Все засмеялись. Сарафанов дергал капитана за рукав и рассыпался своим дребезжащим, нерешительным смехом, откидывая голову назад. По лицу капитана проползло что-то тоже вроде улыбки, от которой вся кожа покрылась мельчайшими морщинками и зашевелились под желтыми усами синие губы.
— Уж только и отец Михей, — умиленно шептал Сарафанов, — слово скажут — одна грация…
Девушка вопросительно вскинула свои темно-серые глаза на Лекандру и улыбнулась болезненной, умной улыбкой. Скоро она ушла своими короткими шажками.
— Вы не смотрите на него, что он карманный, — говорил о. Михей, обращаясь ко мне и тыкая капитана своим перстом в высохшую грудь, — у него в голове-то такие узоры наведены, что нам и во сне не снилось.

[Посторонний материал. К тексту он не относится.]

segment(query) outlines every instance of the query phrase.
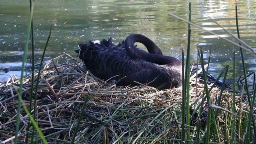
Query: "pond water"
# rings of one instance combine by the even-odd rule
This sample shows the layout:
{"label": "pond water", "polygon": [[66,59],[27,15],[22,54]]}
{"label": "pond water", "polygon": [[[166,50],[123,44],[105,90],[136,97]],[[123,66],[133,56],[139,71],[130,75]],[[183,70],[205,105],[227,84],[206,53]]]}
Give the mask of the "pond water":
{"label": "pond water", "polygon": [[[78,49],[78,45],[90,40],[101,40],[111,36],[114,44],[117,44],[133,33],[150,38],[164,55],[177,57],[181,54],[180,44],[187,47],[188,24],[168,14],[187,20],[188,2],[183,0],[36,0],[33,17],[36,61],[40,60],[53,20],[57,20],[56,26],[53,27],[44,60],[56,57],[63,52],[75,57],[74,51]],[[241,0],[237,6],[241,39],[255,47],[256,2]],[[207,15],[236,34],[235,6],[233,0],[193,1],[192,21],[232,40]],[[0,82],[7,80],[10,74],[18,77],[20,75],[29,14],[29,0],[1,0]],[[193,26],[191,42],[191,58],[194,62],[196,62],[199,46],[203,46],[206,58],[212,47],[210,74],[217,76],[228,64],[231,65],[230,68],[232,68],[232,44]],[[242,62],[239,49],[237,48],[236,50],[238,76],[242,72]],[[248,73],[255,71],[256,58],[244,52]],[[28,65],[30,57],[29,53]],[[5,68],[10,71],[5,73]],[[232,75],[230,73],[229,77]],[[250,80],[252,80],[251,78]]]}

— Какие там узоры, какие узоры, — шептал капитан, отмахиваясь от слов о. Михея, как от комаров.
— Вы спросите-ка Шептуна… Будут они помнить Гордея Федорыча.
— Чего помнить… нечего помнить. Дело полюбовное, по закону дело… Все по закону.

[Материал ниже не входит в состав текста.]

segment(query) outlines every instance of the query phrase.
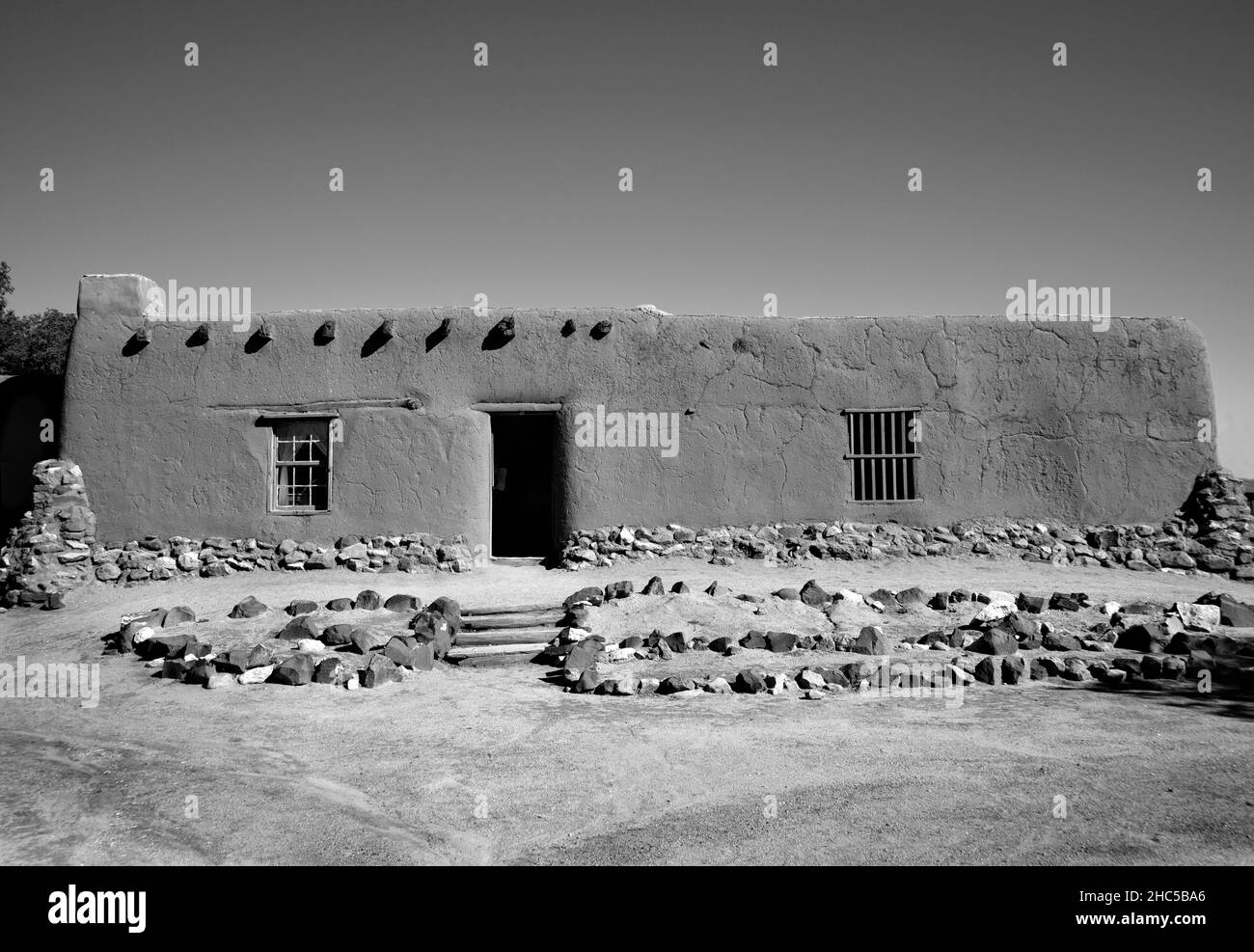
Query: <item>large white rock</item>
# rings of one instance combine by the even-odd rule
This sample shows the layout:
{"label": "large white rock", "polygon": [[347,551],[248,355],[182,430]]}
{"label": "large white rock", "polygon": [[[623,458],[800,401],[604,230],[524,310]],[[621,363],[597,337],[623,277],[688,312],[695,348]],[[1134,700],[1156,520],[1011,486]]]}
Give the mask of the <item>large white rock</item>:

— Вот они и чешут в затылках-то от ваших законов. Видите ли, капитану, до освобождения крестьян, принадлежала половина Шатрова. Хорошо… Когда стали составлять уставную грамоту, капитан и уговорил своих бывших крестьян принять от него даровой надел по осьмине на душу. Те с большого-то ума и согласись. А теперь у капитана же и должны арендовать землю по десяти рубликов за десятинку… Как это вам понравится? У нас землю-то продают по семи рублей за десятину.
— Зачем же они арендуют землю у Гордея Федорыча, если могут купить в собственность дешевле? — спрашивал я.
— Вот тут-то и есть корень вещей: земли-то покупные далеко, надо переселяться на них, а капитанова земля под боком. У капитана всякое лыко идет в строку: он за выгоны берет отдельно, за потравы отдельно, за лес отдельно. То есть, я вам скажу, настоящий художник! Видели лес? Это все капитанов лес: мы ему за каждую жердочку платим дикую пошлину. А фабрику заметили? Ха-ха… Этакую штуку и самому Бисмарку не придумать; стоит здание, понимаете, одно здание — и больше ничего, а капитан ежегодно двадцать тысяч себе в карман да в карман. Вот как добрые люди живут, а не то, что мы грешные: по грошикам да по копеечкам.
Сарафанов умиленными глазами смотрел на капитана, как жаждущий на источник живой воды. Он преклонялся пред гением капитана.